Defending the RDBMS

A few weeks ago I ran across an essay from Randolph West called, Relational Databases Aren’t the Problem. This was a response to another essay that made a case for relational databases being bad for many businesses. I thought that both pieces were interesting for different reasons. Certainly I don’t believe the the RDBMS is perfect, and it certainly can be hard for developers to build software that interfaces with a relational system.

The original complaint about the RDBMS is somewhat rambling and deceitful, in my opinion. It is an excellent study of how to use a few concepts to confuse and create doubt in a casual reader. If I weren’t reading closely, I might fall for a number of the issues that exist with relational databases. However, in my mind, part of the issue is that quite a few of the issues that are discussed aren’t problems with relational databases, but often the issue with poorly developed software or design of the entities and relationships. I find myself even more disappointed that the author hasn’t really addressed any comments, but rather just pasted a link to his followup article.

I do think that the defense from Mr. West does a good job, though it also misses some of the primary issues we struggle with relational databases. There are problems with the knowledge of how to build a well performing database, both from application developers that view this as a necessary evil as well as experienced database developers that don’t regularly improve their skills and try new design techniques.

I also think that both of the pieces fail to address the issues of gathering and working with multiple rows of data. The second discussion of “doing without databases” really implements its own database management structure, which may work well, but is fraught with issues such as the concurrency issues of multiple users searching and scanning through data without having indexes. While indexes are overhead, they are necessary as hash buckets aren’t necessarily feasible for all the properties in a class. Also, if you end up building them for multiple properties, you’re building an index. There’s another good defense of some of the issues here.

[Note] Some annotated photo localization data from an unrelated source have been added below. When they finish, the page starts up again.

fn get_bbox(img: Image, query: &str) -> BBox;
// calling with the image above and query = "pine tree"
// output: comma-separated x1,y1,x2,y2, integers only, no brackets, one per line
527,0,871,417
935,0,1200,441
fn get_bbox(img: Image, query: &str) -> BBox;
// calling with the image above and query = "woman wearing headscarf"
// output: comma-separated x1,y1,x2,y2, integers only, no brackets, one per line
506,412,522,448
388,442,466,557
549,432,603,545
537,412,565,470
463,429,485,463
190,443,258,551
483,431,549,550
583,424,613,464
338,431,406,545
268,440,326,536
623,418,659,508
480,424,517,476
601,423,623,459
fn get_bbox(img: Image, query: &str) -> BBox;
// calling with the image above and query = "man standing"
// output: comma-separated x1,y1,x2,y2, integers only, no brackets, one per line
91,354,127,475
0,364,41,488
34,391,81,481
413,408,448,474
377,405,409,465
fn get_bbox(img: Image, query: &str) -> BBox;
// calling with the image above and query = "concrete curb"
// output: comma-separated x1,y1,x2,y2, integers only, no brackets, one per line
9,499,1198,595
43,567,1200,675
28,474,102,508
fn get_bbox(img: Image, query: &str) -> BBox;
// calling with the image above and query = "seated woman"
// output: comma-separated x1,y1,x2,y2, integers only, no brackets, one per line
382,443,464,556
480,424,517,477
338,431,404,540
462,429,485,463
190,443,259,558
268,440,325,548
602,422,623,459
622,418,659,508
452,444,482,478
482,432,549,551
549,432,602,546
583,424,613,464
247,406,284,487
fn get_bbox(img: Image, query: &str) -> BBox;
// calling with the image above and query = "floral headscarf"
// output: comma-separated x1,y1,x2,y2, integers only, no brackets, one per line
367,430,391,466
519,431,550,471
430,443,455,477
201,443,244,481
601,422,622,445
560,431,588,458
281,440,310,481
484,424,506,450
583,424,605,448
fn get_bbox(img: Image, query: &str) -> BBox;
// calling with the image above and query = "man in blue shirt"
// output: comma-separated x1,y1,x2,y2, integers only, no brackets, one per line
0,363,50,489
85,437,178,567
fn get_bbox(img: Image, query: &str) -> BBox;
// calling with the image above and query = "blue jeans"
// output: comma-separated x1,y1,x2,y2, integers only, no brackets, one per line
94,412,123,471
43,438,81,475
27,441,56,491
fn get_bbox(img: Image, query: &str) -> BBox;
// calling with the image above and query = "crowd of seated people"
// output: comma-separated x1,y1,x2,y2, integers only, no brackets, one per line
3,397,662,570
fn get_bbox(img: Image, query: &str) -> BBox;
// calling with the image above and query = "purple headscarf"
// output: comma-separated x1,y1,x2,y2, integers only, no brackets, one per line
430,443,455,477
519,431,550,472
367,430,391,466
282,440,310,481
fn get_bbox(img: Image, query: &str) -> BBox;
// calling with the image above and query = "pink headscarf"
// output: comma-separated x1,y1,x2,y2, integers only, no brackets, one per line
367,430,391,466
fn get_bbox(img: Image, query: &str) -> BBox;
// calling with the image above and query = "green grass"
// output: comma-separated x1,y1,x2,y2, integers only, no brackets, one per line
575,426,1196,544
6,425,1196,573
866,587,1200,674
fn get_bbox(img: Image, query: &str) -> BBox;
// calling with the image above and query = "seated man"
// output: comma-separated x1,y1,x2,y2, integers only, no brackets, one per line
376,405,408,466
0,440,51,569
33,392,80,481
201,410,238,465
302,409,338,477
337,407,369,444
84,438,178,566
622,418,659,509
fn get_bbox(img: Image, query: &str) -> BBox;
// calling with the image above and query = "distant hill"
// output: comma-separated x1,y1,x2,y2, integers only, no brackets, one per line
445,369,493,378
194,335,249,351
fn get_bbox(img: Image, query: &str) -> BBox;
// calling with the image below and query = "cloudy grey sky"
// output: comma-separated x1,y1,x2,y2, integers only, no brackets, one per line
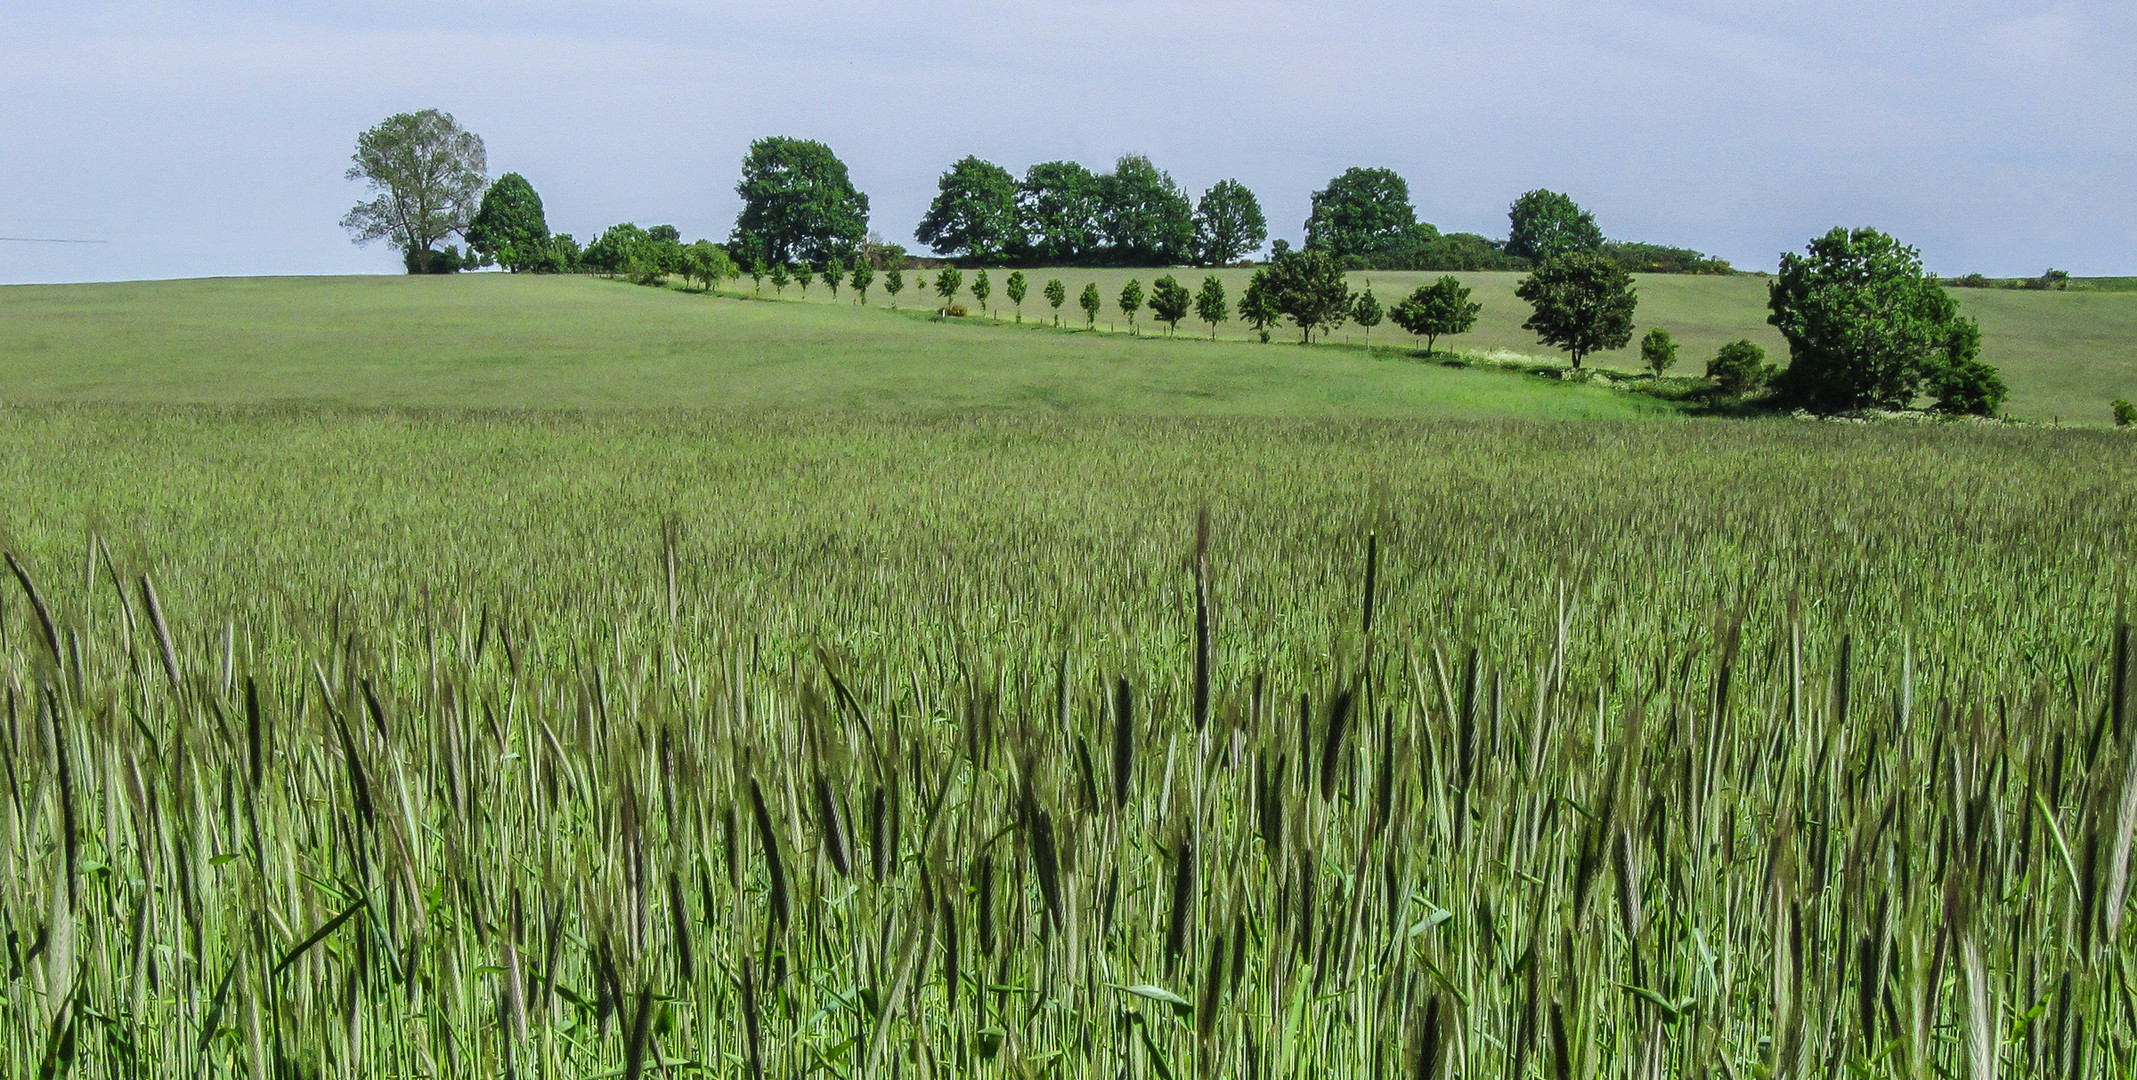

I do think that keeping more data in memory and synchronizing access to structures sounds great, but scaling that out to multiple systems, and ensuring consistency at high volumes, not to mention potential loss of data issues from crashes are a problem. Having a write ahead log in SQL Server does a wonderful job of ensuring we can handle redo/undo on system restart. The method presented doesn’t necessarily ensure this, though perhaps accepting some data loss from high concurrency changes is OK for many applications.

I will say that the idea of all data in memory is interesting. I had to stop and think about how many databases really have more than 1TB of data. If we throw out indexes, does this cover most data stores? I bet this does, though that doesn’t mean that there aren’t issues with using in memory array structures, with widely varying data sizes.

Would I use an in-memory data structure for software? It’s tempting, but honestly, I wouldn’t. The value of data is too high, with potential issues from poorly implemented ACID control structures. Plenty of issues have been found with different RDBMSs over their years, and even some in NoSQL systems. Thinking that I could avoid any issues and protect data is something I wouldn’t even try. After all, if there is some error, I’d prefer it from a system that many people use, rather than one I tried to emulate for no good reason.

Steve Jones

The Voice of the DBA Podcast

Listen to the MP3 Audio ( 6.2MB) podcast or subscribe to the feed at iTunes and Libsyn.

About way0utwest

Editor, SQLServerCentral
This entry was posted in Editorial and tagged . Bookmark the permalink.

4 Responses to Defending the RDBMS

  1. I agree, there are too many people throwing out relational db’s without thinking properly about the consequences. to be the major issues with relational db’s is the scaling issue – and to me the answer to that problem is to make them scale properly over multiple servers rather than throwing out the baby with the bath water. nudb was the first db i saw to do this properly, and now aws is throwing its self in the ring with Aurora Serverless – not only do you not have the manage the database server yourself, you don’t have to sale it out yourself, and you don’t pay for uptime only for usage! I think this is really awesome, and am about to migrate a database for a system I’m working on to this from SQL Server. Now if only there syntax wasn’t mysql but transact sql then it would be even easier to migrate. To me this is what the current vendors need to do to make people relook at relational databases for structured data.

  2. sorry thats “scale it out yourself” not “sale it out yourself” 🙂

    • way0utwest says:

      The scaling issue is definitely a problem, though I think it’s a fairly small problem in most systems. Often we have poorly written code and poorly constructed indexes, so our hardware can’t handle the load it would otherwise if we had better built the system.

      To be sure there are features being added to try and improve scaling, but they do have a ways to go. The complexity is still too high.

  3. JRStern says:

    Note that even relational databases like SQL Server can implement some or all tables in memory, and for large data some kind of indexing is always needed to have performance, and generally hash does not provide the index-sequential groupings that indexes do, and indexes optimized for memory structures are pretty nearly as fast as hashes anyway.

    The only defense that relational databases really need is in regard to scaling. SQL Server starts to break down above a couple of terabytes or above about 100m rows/table because the optimizer becomes confused about granularity, and cached plans are less likely to be universally efficient. However even issues like this are not with the basic *concept* of relational databases and new (and old!) software and hardware approaches are available to address these issues.

    The limiting factor is that The World is complex, and as applications become more ambitious, perhaps the relational model lacks semantics that scale. But then, I don’t know of anything better!

Comments are closed.